L'Inter non sbaglia 2 volteLa firma di super Lautaro su un sorpasso da record

Conte approfitta del passo falso della Signora e torna in vetta. Altra doppietta dell'argentino

La dolce domenica dell'Inter comincia quaranta minuti prima di scendere in campo. Il boato di San Siro accompagna il fischio finale di Juve-Sassuolo e la giornata si gira subito. Poteva essere un grigio pomeriggio di routine, sotto il diluvio di Milano, invece quello che arriva da Torino è il primo raggio di sole che illumina una giornata da segnare sul calendario. Così, subito dopo il boato per il pari juventino, arriva una bordata di fischi per la Spal per farla sentire già dal riscaldamento come vittima sacrificale della domenica del sorpasso.

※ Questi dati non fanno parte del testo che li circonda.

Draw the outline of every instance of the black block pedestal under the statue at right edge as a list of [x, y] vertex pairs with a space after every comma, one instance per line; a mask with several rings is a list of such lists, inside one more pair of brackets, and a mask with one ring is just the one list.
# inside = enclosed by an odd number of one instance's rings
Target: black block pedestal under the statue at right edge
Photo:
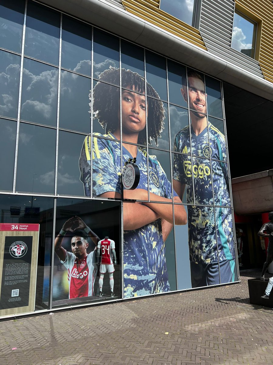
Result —
[[268, 279], [261, 278], [248, 279], [249, 301], [251, 304], [273, 308], [273, 289], [269, 295], [269, 299], [262, 299], [265, 289], [268, 284]]

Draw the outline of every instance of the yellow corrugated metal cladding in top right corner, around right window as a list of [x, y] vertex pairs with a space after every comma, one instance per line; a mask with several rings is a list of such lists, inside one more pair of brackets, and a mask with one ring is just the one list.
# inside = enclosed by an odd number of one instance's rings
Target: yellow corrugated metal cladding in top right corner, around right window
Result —
[[272, 1], [240, 0], [236, 1], [242, 7], [262, 20], [260, 65], [265, 79], [273, 82], [273, 11]]

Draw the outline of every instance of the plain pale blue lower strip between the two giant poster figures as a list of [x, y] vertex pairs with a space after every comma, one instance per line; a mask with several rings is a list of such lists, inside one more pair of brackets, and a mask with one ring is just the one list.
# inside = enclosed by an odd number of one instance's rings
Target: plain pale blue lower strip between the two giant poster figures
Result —
[[[187, 205], [184, 206], [186, 213]], [[177, 289], [191, 288], [188, 225], [175, 225], [175, 253], [177, 261]]]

L'occasione per Conte è di quelle speciali, perché con la Signora si può essere gentili una volta (26 ottobre: Inter-Parma 2-2 dopo Juve-Lecce 1-1), ma la seconda no. E infatti questa volta i nerazzurri non perdonano, battono la Spal e mettono la freccia. Anche se a rileggere la partita si scopre che non sono state solo rose e fiori e che, anzi, ad un certo punto l'Inter ha persino rischiato di complicarsi una sfida che nei primi 45 minuti è andata a senso unico.

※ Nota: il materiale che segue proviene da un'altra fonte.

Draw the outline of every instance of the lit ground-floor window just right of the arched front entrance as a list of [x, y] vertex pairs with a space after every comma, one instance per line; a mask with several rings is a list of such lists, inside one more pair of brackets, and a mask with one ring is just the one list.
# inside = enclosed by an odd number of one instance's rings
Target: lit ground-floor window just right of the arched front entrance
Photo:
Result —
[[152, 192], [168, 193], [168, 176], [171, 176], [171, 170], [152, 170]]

È il grande giorno di Lautaro Martinez, l'argentino che sta cancellando Icardi a suon di gol e che sta attraversando un momento particolarmente felice: 5 reti in otto giorni, dal Torino alla Spal, passando per Praga. Due doppiette in due partite con Romelu Lukaku splendida spalla, pronto a offrirgli tanti assist su cui il Toro incorna i palloni che fanno volare l'Inter verso il sogno scudetto. È il grande giorno di Lautaro anche perché la Spal nel primo tempo non si vede: la sua difesa si apre come il Mar Rosso al 15' quando l'argentino infila Berisha nell'angolino per l'1-0 e lascia tranquillamente crossare Candreva per l'ennesima volta al 41', quando Martinez inzucca il 2-0.

Antonio Conte si gode la risposta dei suoi dopo averli caricati a pallettoni. In una domenica vintage, con le big in campo di giorno, con la Spal avversario d'altri tempi, con l'acqua che scende implacabile su San Siro, all'ex ct non serve la mantella nera di Helenio Herrera per far capire che l'Inter è tornata. Gli basta un cappellino per cancellare non solo il ricordo lontano del Mago, ma anche quello di Mou e del Trap. Perché i record adesso li fa lui: 12 vittorie su 14 partite, come mai nessuna Inter, nemmeno quella di Olivieri che nel '51-52 si fermò a 11 su 14, come quella di Mancini del 2006.

Ma Conte sa anche leggere tra le pieghe delle partite e il gol di Valoti in apertura di ripresa gli avrà fatto capire che non è tutto oro, perché la difesa non può concedere uno slalom speciale come quello del 2-1. E allora, dietro le feste e i sorrisi di facciata, l'ex ct annoterà anche questo. Perché Tomovic si è mangiato il gol che poteva essere quello della beffa, come Lautaro ha sprecato l'ennesimo cioccolatino di Lukaku per chiudere la partita. Comunque nella lunga volata scudetto l'Inter approfitta della foratura juventina e va in testa. Ma ora saranno i nerazzurri a dover tirare.